Mitsubishi Motors Corp President Osamu Masuko has said the automaker plans to buy more Korean parts.
After long rejecting Korean steel as not up to its standards, Toyota Motor Corp last year joined Nissan Motor Co and other Japanese brands in buying some steel from South Korea's top maker, POSCO. Toyota has no other supply deals now with Korean parts makers, a spokeswoman said.
The yen's strength should also help Korean parts makers win more orders from foreign car makers buying Japanese parts, said Suh Sung-moon, an analyst at Korea Investment & Securities.
Supply deals with foreign carmakers are the biggest catalyst for (shares of) local parts makers, which have heavily depended on Hyundai and Kia for sales, he said.
He warned, however, that a swing in exchange rates in the opposite direction could, by the same token, slow the growth.
Shares in SL, a maker of lamp, chassis and other systems, soared 8.9 percent, outperforming the main KOSPI index's 0.7 percent rise on Monday. Kosdaq-listed Pyeong Hwa, which specializes in door parts, gained 3.1 percent, contributing to the 2.4 percent climb in the Korean auto index.

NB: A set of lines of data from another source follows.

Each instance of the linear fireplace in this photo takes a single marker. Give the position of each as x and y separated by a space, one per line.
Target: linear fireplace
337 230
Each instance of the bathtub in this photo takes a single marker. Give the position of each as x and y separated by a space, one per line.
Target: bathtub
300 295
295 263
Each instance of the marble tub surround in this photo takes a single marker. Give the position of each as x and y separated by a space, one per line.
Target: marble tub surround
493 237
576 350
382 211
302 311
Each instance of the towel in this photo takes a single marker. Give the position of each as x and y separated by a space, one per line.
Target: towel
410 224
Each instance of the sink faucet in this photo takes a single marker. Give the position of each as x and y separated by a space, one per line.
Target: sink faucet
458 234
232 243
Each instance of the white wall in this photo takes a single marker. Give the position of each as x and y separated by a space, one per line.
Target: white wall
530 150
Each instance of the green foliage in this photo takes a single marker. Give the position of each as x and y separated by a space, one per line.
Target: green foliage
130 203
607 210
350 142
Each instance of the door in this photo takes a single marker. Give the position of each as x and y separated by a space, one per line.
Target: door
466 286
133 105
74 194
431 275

Hyundai Mobis, one of BMW's suppliers but which gets 95 percent of its revenues from the Hyundai group, put on 2 percent.

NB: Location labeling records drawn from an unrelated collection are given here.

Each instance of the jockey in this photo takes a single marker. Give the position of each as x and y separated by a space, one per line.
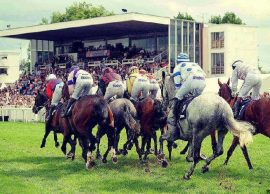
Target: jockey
188 78
54 93
140 86
132 75
153 86
115 86
252 80
80 83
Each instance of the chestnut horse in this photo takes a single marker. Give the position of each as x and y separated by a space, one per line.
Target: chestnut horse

Mando, which produces brakes, steering and suspension systems of automotive chassis parts, ended up 0.7 percent after gaining as much as 2 percent to a record high. Its shares are up almost 80 percent from their May issue price.
Mando generates about a quarter of its sales from foreign companies, according to Korea Investment's Suh. Its clients include Renault, General Motors, Ford Motor and Chrysler.
We rate suppliers for quality, process, knowledge, the economy of scale we can get, but also for the eagerness to innovate, BMW's Diess said.
That is something we think has considerably changed in the Korean supply industry over the past couple of years. There is plenty of motivation to work with Korean suppliers, he said, adding BMW would look for further opportunities in Korea.